WASHINGTON – An Iranian general made a major mistake by conceding Shiite Iran has military forces in Syria fighting to preserve the embattled government of Shiite Alawite President Bashar al-Assad.
Gen. Hossein Hamedani, a commander of the Islamic Revolutionary Guards Corps, or IRGC, commented in a speech that the Islamic republic is militarily involved in Syria.
The problem is Tehran has repeatedly denied that Iranian combat forces are fighting alongside Syrian troops in a three-year civil war in which more than 140,000 Syrians have been killed.
Until now, Iranian officials claimed that Tehran was providing only humanitarian, economic and technical help to Syria.
At a news conference in 2012, however, Gen.
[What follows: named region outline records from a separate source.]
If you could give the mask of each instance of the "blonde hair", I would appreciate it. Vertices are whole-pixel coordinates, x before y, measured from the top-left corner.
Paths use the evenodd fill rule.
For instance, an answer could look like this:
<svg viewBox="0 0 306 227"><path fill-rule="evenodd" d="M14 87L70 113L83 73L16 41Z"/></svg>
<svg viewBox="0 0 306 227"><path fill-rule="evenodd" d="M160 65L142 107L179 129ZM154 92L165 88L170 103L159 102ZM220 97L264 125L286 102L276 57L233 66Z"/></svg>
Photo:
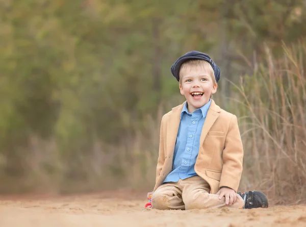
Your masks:
<svg viewBox="0 0 306 227"><path fill-rule="evenodd" d="M212 78L213 80L213 84L214 85L217 84L216 81L216 78L215 78L215 73L214 73L214 70L211 64L207 61L201 60L201 59L191 59L185 62L181 66L180 69L180 83L182 83L182 78L183 75L182 74L182 71L183 70L186 70L188 68L191 68L192 67L201 66L201 67L204 70L205 72L208 73Z"/></svg>

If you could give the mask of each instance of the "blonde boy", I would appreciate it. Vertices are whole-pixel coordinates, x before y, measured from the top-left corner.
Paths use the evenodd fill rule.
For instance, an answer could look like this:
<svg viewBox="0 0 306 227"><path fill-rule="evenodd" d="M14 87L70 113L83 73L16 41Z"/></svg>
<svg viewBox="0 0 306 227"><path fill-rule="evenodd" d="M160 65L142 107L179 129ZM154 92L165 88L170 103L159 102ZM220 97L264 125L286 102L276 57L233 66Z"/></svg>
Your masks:
<svg viewBox="0 0 306 227"><path fill-rule="evenodd" d="M236 116L211 98L219 68L207 54L188 52L171 67L186 99L162 118L152 208L160 210L267 207L258 191L236 193L243 149Z"/></svg>

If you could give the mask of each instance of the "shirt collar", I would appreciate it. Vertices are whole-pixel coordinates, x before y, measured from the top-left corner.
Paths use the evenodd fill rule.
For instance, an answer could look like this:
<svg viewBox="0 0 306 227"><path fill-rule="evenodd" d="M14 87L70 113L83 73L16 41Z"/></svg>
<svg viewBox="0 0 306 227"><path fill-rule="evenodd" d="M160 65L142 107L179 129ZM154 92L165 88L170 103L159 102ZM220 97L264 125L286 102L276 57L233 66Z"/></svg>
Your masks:
<svg viewBox="0 0 306 227"><path fill-rule="evenodd" d="M199 108L199 109L201 110L201 112L202 112L202 117L203 118L206 117L206 115L207 115L207 112L208 112L208 110L210 107L211 102L212 100L210 99L208 103L207 103L204 106L201 107ZM184 105L184 107L183 107L183 109L182 110L182 112L181 113L181 119L182 119L182 117L183 117L183 115L184 114L184 112L186 112L189 114L191 114L188 112L188 110L187 109L187 102L185 102L185 104Z"/></svg>

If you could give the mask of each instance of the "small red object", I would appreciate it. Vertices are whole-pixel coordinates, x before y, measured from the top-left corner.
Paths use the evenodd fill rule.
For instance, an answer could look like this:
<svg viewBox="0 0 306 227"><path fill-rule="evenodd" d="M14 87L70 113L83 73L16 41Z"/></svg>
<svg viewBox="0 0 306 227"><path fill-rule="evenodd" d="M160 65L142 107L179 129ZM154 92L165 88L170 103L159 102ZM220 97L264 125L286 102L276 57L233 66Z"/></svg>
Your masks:
<svg viewBox="0 0 306 227"><path fill-rule="evenodd" d="M151 208L152 207L152 205L151 205L151 201L152 201L152 195L150 195L149 201L146 204L145 204L144 207L148 207L149 208Z"/></svg>

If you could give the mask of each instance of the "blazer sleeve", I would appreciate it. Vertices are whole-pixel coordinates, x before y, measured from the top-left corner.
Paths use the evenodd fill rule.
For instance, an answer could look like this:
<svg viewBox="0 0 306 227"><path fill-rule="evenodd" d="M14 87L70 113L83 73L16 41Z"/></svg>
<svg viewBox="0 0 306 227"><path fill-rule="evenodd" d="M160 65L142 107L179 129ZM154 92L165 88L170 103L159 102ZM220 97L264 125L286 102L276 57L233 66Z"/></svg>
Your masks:
<svg viewBox="0 0 306 227"><path fill-rule="evenodd" d="M227 187L237 192L242 173L243 148L237 118L233 115L223 151L223 167L219 188Z"/></svg>
<svg viewBox="0 0 306 227"><path fill-rule="evenodd" d="M164 124L165 116L164 115L162 118L161 123L160 133L160 144L158 152L158 159L157 161L157 166L156 167L156 179L155 183L157 182L158 178L163 168L164 163L165 163L165 149L164 146Z"/></svg>

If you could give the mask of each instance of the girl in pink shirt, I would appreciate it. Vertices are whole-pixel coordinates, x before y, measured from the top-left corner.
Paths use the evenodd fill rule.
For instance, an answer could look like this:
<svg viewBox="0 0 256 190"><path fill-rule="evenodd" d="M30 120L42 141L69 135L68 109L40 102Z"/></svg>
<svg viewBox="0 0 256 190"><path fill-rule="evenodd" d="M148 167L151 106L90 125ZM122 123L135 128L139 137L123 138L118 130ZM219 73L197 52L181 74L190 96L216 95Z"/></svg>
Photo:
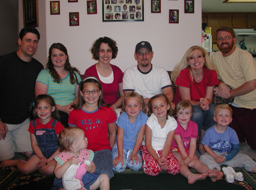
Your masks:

Mohammad Ali Jafari, commander of the IRGC, had acknowledged Iran had a military presence in Syria but was only providing non-military assistance.
“A number of members of the Quds Force (IRGC) are present in Syria, but this does not constitute a military presence,” Jafari said at the time.
No longer at risk of collapse
Iran’s Fars News Agency originally had published Hamedani’s comments but soon removed them.
Revolutionary Guard commander Hossein Hamedani was quoted as saying that the Syrian regime was no longer “at the risk of collapse.”
“Today we fight in Syria for interests such as the Islamic Revolution,” Hamedani was quoted as saying. “Our defense is to the extent of the Sacred Defense.”
“Sacred Defense” is a term Iranian officials use to refer to the 1980-1988 Iran-Iraq war.
Hamedani reportedly had made his comments at a recent administrative council meeting in the province of Hamedan. The province’s capital, Hamadan, is believed to be one of the oldest cities in the world, dating back to the Assyrians in 1100 B.C.
In referring to their shared war experiences, Hamedani said that “in this conflict, without any expectations, the experiences were transferred and training was provided to the Syrians.
“We provided training that included the separation of armed forces from the people and reduced the number of casualties,” the IRGC commander said.
His comments are supported by reports to WND from sources inside Damascus who said that young fighters in civilian clothes would quietly come to hotels but would then disperse to accompany Syrian military personnel.
They officially referred to themselves as “pilgrims,” but these sources remarked that none carried the Quran. They were bearded, spoke Farsi and were physically fit.
Their numbers also have been reinforced by the influx of Iranian-backed Hezbollah from neighboring Lebanon, which has prompted increasing attacks by the Sunni foreign fighters inside the country.
Hamedani pointed out that in addition to the Hezbollah from Lebanon, Iran had established a “second Hezbollah” in Syria.
“The prime minister of Israel had said, at the time when the U.S. was ready to attack Syria, come, weaken Hezbollah and cut the hand of Iran,” Hamedani said. “But Iran has formed a second Hezbollah in Syria.”
Before Fars pulled Hamedani’s comments, the IRGC general said that the Syrian regime is no longer “at risk of collapse.”
The assessment is generally shared by U.S. intelligence officials and regional analysts who believe that Assad’s military forces have the battlefield advantage. However, his forces control critical chokepoints throughout the country although al-Nusra and other Islamist foreign fighters control sections, including outside the Syrian capital of Damascus.
In underscoring Assad’s ability to survive, Hamedani pointed to a combination of Iran’s alliance with Syria and the creation of Hezbollah inside Syria as constituting the “axis of resistance.”
“Without these,” he said, “the region would be easy for the U.S. (to influence).”